PCollection<List<String>> input = ...
PCollection<KV<Integer,List<String>>> keyedInput = input.apply(ParDo.of(new AddArbitraryKey()))
keyedInput.apply(Window<KV<Integer,List<String>>>into(
FixedWindows.of(Duration.standardSeconds(1)))
.triggering(Repeatedly.forever(AfterWatermark.pastEndOfWindow()))
.withAllowedLateness(Duration.ZERO).discardingFiredPanes())
.apply(GroupByKey.<Integer,List<String>>create())
.apply(ParDo.of(new RemoveArbitraryKey()))

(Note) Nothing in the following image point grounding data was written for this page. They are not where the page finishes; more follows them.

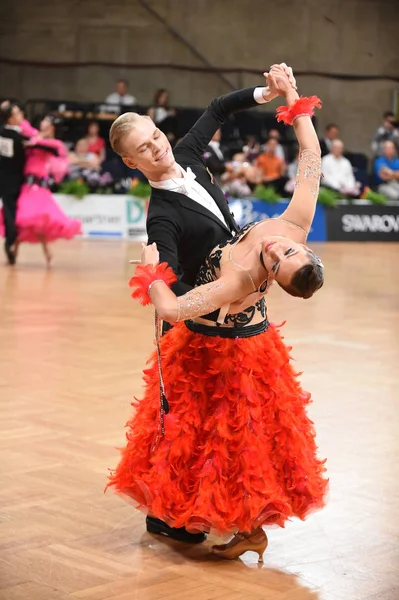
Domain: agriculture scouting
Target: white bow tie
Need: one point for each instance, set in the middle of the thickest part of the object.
(188, 178)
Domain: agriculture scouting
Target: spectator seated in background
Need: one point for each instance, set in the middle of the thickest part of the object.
(331, 134)
(272, 166)
(274, 134)
(118, 99)
(240, 177)
(160, 111)
(386, 170)
(251, 148)
(388, 131)
(338, 172)
(214, 157)
(82, 161)
(96, 144)
(292, 171)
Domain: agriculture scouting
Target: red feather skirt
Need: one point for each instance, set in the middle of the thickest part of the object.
(239, 450)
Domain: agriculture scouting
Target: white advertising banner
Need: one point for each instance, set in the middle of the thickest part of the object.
(102, 216)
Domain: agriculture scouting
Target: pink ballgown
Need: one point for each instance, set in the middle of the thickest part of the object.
(39, 217)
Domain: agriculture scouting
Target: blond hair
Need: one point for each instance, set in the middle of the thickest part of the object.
(119, 128)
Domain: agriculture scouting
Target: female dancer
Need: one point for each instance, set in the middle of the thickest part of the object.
(39, 218)
(221, 438)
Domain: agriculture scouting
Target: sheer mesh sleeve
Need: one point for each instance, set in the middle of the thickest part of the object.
(200, 301)
(309, 172)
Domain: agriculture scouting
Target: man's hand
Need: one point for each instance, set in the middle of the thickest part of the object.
(150, 255)
(271, 91)
(279, 83)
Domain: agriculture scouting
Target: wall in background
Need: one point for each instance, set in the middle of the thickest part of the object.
(328, 36)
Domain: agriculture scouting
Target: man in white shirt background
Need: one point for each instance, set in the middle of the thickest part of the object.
(119, 98)
(338, 172)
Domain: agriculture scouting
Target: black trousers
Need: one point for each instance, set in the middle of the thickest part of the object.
(10, 213)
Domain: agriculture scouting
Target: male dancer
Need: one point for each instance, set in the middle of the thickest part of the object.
(12, 162)
(188, 214)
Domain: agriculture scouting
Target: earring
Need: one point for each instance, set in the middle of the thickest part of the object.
(263, 286)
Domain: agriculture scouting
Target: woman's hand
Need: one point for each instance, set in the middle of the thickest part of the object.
(278, 81)
(149, 255)
(271, 92)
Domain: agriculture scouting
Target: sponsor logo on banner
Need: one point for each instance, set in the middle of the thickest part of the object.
(363, 223)
(372, 223)
(100, 215)
(253, 210)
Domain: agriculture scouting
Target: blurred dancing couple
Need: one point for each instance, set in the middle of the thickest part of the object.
(28, 158)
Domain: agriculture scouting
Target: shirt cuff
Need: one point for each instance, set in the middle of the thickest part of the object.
(258, 95)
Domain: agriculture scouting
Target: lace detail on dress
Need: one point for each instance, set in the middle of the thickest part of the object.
(197, 302)
(309, 171)
(209, 272)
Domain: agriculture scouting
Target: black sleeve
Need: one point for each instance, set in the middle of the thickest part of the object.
(197, 139)
(166, 234)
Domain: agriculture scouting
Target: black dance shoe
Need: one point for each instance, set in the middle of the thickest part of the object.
(180, 534)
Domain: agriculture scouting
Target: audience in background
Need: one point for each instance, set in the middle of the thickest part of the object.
(160, 110)
(338, 172)
(251, 147)
(274, 134)
(96, 144)
(388, 131)
(272, 166)
(81, 159)
(386, 169)
(292, 171)
(331, 134)
(254, 162)
(119, 99)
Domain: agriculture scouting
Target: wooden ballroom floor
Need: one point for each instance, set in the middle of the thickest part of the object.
(73, 345)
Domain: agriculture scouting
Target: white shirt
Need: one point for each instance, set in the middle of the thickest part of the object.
(187, 185)
(115, 101)
(337, 172)
(216, 148)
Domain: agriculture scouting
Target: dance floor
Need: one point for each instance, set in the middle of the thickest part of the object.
(73, 345)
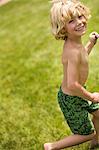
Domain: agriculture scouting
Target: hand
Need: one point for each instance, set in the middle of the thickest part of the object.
(95, 96)
(93, 37)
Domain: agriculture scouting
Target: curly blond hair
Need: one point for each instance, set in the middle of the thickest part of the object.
(65, 10)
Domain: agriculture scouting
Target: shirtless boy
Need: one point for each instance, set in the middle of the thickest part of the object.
(69, 23)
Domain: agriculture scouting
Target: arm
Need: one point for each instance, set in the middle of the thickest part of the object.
(92, 41)
(73, 80)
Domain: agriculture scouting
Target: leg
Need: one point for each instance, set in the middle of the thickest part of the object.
(95, 141)
(68, 142)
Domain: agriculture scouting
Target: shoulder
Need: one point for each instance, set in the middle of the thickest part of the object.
(70, 54)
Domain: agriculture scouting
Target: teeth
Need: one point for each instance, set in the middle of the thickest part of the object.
(79, 28)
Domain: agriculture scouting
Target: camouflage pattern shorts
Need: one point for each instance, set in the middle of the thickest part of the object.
(76, 112)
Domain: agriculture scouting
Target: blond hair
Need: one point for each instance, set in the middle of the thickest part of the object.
(62, 11)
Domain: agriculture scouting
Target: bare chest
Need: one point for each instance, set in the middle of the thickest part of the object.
(84, 69)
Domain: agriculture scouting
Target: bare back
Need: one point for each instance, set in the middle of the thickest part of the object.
(75, 66)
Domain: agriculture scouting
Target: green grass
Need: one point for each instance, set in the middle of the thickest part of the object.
(31, 73)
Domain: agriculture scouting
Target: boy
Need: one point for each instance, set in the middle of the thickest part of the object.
(69, 22)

.apply(ParDo.of(new FurtherProcessing())
I am doing this to prevent fusing . The AddArbitraryKey transform outputs its elements with Timestamp. However, GroupByKey holds up everything until all the data arrives (for all the windows) . Could someone please tell me how i can get it to trigger early. Thank You .
Upvotes: 3
Views: 1473
Reputation: 17913
To prevent fusion, it's better to use the transform Reshuffle.viaRandomKey()
which performs better and makes sure to not introduce any additional triggering delays.
Upvotes: 1
Reputation: 1901
You can install a trigger like
Repeatedly
.forever(AfterProcessingTime
.pastFirstElementInPane()
.plusDuration(Duration.standardMinutes(1))
.orFinally(AfterWatermark.pastEndOfWindow())
.discardingFiredPanes()
Or
AfterWatermark.pastEndOfWindow()
.withEarlyFirings(
AfterProcessingTime
.pastFirstElementInPane()
.plusDuration(Duration.standardMinutes(1))
Upvotes: 2